I am trying to parse Weblogic records with a sourcetype of weblogic_stdout, but some of the logged events have multiple timestamps that aren't getting parsed separately. For example, the following lines get combined into one event.
...
[2017-07-17 14:16:04,212] DEBUG: [[ACTIVE] ExecuteThread: '2' for queue: ...
[2017-07-17 14:16:04,212] DEBUG: [[ACTIVE] ExecuteThread: '2' for queue: ...
[2017-07-17 14:16:04,213] DEBUG: [[ACTIVE] ExecuteThread: '2' for queue: ...
[2017-07-17 14:16:04,216] DEBUG: [[ACTIVE] ExecuteThread: '2' for queue: ...
[2017-07-17 14:16:04,217] DEBUG: [[ACTIVE] ExecuteThread: '2' for queue: ...
[2017-07-17 14:16:04,218] DEBUG: [[ACTIVE] ExecuteThread: '2' for queue: ...
[2017-07-17 14:16:04,220] DEBUG: [[ACTIVE] ExecuteThread: '2' for queue: ...
[2017-07-17 14:16:04,220] DEBUG: [[ACTIVE] ExecuteThread: '2' for queue: ...
I'm assuming this is a problem with the TIME_FORMAT
string in props.conf, but am not sure how to handle the different strings that start with [YYYY-MM-DD
versus the the ones that start with ...
I don't currently have a TIME_FORMAT
specified, but don't know how to set it to recognize both formats.
Is there a better way to split these apart? My users say this messes up their dashboards...
I only see a single time format in your example logs so just use TIME_FORMAT = %Y-%m-%d %H:%M:%S,%3N
and TIME_PREFIX = \[
For dealing with multiple time formats, see this article. It is probably all you need:
https://www.splunk.com/blog/2014/04/23/its-that-time-again.html
Separating the events may still be a problem, but without seeing the other formats of the events, it's hard to give you any direction.
If I am reading it correctly; the problem is not multiple timestamp formats in one source, it is improper line-breaking based where rows are being merged together.
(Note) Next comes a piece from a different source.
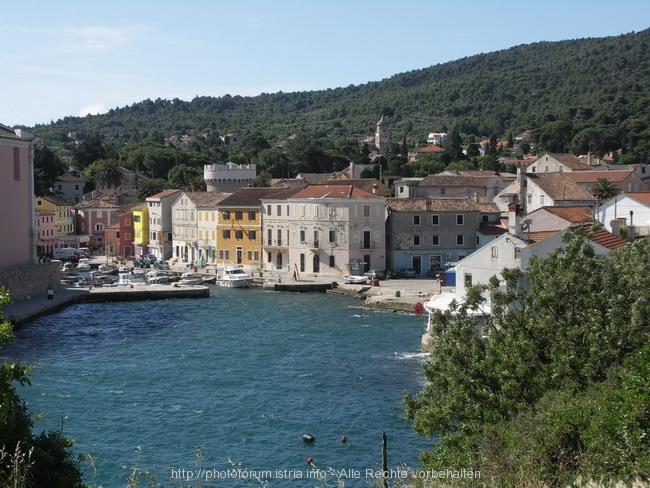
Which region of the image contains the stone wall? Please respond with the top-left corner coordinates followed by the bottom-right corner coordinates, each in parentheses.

It seems to be a combination of the line breaks and the datatime XML config. I've discovered the log has three different timestamp formats. Examples are:
<Aug 10, 2017 1:50:23 PM EDT>
[2017-08-10 13:50:23,105]
13:50:23.251
My props.conf for this is:
[weblogic_stdout]
DATETIME_CONFIG = /etc/system/weblogic_stdout.xml
LINE_BREAKER = ([\r\n]+)(\[\d{4}-\d{2}-\d{2}\s\d{2}:\d{2}:\d{2}\,\d{3}\]|\<\w{3}\s\d{1,2}\,\s\d{4}\s\d{1,2}:\d{2}:\d{2}\s[AP]M\s\w{3,}\>|\d{2}:\d{2}:\d{2}\.\d{3}\s)
SHOULD_LINEMERGE = false
And the following for the datetime defines:
This is working correctly for the first two timestamp formats, breaking the events at the desired timestamps, and picking up the correct date/time for each event in the search results. The third timestamp format, however, inherits the timestamp from the preceding event in the search results. Can anyone shed light on what's wrong with my "_weblogic_stdout_timestamp3" extract specification or the regex string? I'm assuming it's there, but it may be how the information is getting passed along via LINE_BREAKER.
Sorry about my datetime defines. I used a Code Sample, and it seems to have eaten the surrounding XML. Fortunately I noticed the trailing > on the third match string, and it now properly extracts the timestamp for those events as well.
My thanks to the as-always helpful Splunk community!
And here is a link that woodcock has provided recently about this:
https://www.function1.com/2013/01/oh-no-splunking-log-files-with-multiple-formats-no-problem
It seems my primary timestamp didn't post properly. It's enclosed in angle brackets, and formatted as month name, day of month, comma, year, and so on.